If Muni, a part of the SFMTA, was a private enterprise, it would have been bankrupt years ago.

In a recent article in Curbed-SF, penned by Adam Brinklow, San Francisco is the most popular site in the country for trips taken with ride-hailing apps – 75 million trips in 2017 alone.

There is a transportation revolution going on in this City but the SFMTA still has its head in the sand, pretending everything is the same as it was in the ’70s.

The Environmental Impact Report for the Geary-BRT plan does not even acknowledge the existence of ride sharing.

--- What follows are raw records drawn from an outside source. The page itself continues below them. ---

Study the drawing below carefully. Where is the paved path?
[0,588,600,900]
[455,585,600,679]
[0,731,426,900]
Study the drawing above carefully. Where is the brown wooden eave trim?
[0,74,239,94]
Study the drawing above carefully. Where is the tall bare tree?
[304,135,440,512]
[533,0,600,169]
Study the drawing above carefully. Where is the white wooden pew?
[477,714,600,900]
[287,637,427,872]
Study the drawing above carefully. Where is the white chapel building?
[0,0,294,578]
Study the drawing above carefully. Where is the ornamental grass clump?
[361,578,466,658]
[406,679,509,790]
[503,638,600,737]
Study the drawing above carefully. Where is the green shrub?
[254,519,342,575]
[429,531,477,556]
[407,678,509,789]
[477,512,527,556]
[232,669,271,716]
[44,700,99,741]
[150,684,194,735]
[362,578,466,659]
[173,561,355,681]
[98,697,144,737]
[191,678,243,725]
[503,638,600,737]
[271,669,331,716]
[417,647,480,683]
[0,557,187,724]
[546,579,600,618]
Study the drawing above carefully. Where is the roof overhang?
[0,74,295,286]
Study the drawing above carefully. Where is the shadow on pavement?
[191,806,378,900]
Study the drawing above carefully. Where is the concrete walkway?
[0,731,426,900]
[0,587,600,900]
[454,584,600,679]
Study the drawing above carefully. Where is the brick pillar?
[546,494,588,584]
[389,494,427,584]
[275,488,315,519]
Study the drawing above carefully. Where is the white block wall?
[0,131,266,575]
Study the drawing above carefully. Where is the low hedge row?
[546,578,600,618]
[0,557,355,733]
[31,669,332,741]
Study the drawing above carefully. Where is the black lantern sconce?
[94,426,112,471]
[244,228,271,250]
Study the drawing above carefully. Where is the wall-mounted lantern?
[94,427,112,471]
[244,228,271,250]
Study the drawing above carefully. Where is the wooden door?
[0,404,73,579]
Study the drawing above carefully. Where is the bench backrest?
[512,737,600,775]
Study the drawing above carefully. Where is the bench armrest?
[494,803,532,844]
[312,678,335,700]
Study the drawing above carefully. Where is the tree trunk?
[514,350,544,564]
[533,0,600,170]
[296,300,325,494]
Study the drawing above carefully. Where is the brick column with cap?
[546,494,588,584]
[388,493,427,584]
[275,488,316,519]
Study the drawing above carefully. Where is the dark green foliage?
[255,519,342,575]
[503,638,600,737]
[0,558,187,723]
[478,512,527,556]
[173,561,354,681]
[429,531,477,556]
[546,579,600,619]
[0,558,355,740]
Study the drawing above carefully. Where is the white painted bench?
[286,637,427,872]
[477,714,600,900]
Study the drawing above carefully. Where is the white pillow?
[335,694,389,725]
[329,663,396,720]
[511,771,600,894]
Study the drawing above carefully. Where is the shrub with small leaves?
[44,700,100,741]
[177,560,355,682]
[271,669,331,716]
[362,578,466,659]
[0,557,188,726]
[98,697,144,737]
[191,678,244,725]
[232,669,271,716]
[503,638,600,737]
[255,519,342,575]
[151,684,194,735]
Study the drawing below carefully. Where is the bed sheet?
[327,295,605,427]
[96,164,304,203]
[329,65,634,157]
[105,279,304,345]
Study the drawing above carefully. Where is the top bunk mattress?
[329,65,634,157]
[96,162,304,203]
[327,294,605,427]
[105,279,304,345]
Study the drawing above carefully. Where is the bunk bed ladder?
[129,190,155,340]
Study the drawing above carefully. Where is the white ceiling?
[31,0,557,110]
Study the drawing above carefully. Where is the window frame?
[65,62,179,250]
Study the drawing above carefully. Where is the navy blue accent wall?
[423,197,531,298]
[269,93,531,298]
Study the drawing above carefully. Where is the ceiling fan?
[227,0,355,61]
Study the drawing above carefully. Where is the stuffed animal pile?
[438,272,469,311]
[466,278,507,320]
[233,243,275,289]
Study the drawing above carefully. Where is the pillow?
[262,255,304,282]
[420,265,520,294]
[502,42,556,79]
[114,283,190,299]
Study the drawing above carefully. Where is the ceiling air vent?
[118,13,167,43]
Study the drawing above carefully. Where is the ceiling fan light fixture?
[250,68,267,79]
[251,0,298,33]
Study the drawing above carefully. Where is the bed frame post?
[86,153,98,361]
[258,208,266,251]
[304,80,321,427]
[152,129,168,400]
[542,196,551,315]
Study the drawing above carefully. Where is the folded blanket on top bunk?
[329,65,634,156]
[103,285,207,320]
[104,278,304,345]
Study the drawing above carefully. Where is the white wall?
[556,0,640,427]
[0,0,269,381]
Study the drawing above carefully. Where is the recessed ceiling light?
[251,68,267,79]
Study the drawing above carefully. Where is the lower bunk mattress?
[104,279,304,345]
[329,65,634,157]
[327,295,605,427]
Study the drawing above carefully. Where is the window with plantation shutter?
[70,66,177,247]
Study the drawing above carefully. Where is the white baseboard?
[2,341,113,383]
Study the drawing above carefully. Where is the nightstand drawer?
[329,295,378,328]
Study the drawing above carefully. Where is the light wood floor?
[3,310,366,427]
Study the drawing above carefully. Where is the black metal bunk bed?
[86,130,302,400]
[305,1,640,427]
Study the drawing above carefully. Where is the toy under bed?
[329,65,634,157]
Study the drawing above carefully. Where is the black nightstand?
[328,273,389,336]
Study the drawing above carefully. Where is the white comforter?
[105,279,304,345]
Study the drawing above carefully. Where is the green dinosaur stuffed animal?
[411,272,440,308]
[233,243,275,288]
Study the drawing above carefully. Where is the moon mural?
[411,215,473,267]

The original Geary-BRT plan called for running exclusive bus lanes down the center of Geary Boulevard from the Outer Richmond to about Gough Street. The estimated cost was about $300 million. But, SFMTA planners started chopping up the plan when costs ballooned and structural problems emerged.

They decided to move buses from the curbside lanes of Geary to the center lanes at 28th Avenue, and then back to curbside lanes at Palm Avenue. Planners couldn’t figure out how to get cars and buses through the Masonic tunnel together without an expensive redo. Dedicated bus lanes in the curbside lanes will be painted red to restrict non-transit vehicles.

Another part of the plan that was jettisoned would have filled in Geary Boulevard where it drops under Fillmore Street. A pedestrian overpass in Japantown was also problematic.

So, the plan being promoted now looks nothing like the original plan, which was also supposed to be “light rail ready.” It certainly is not.

The project will result in years of construction, as Richmond District roads are torn up, hurting local merchants; the loss of parking spaces; the migration of vehicle traffic to ancillary roads, like Clement, California and Balboa streets; and the removal of most left-hand turns on Geary (some of which have already been closed), forcing vehicles making a left turn to turn right and go around the block to do so.

Aside from removing bus stops, other improvements to the #38-Geary bus line were already in progress, including the ability of buses to control traffic signals and the construction of boarding bulb-outs.

It is time to scrap this Frankenstein “hybrid” plan that was concocted for the Richmond and to start work on a real transportation plan, one that considers everyone’s needs and best interests, not just the narrow-minded aims of a wayward transportation agency.

Paul Kozakiewicz is editor of the Richmond Review.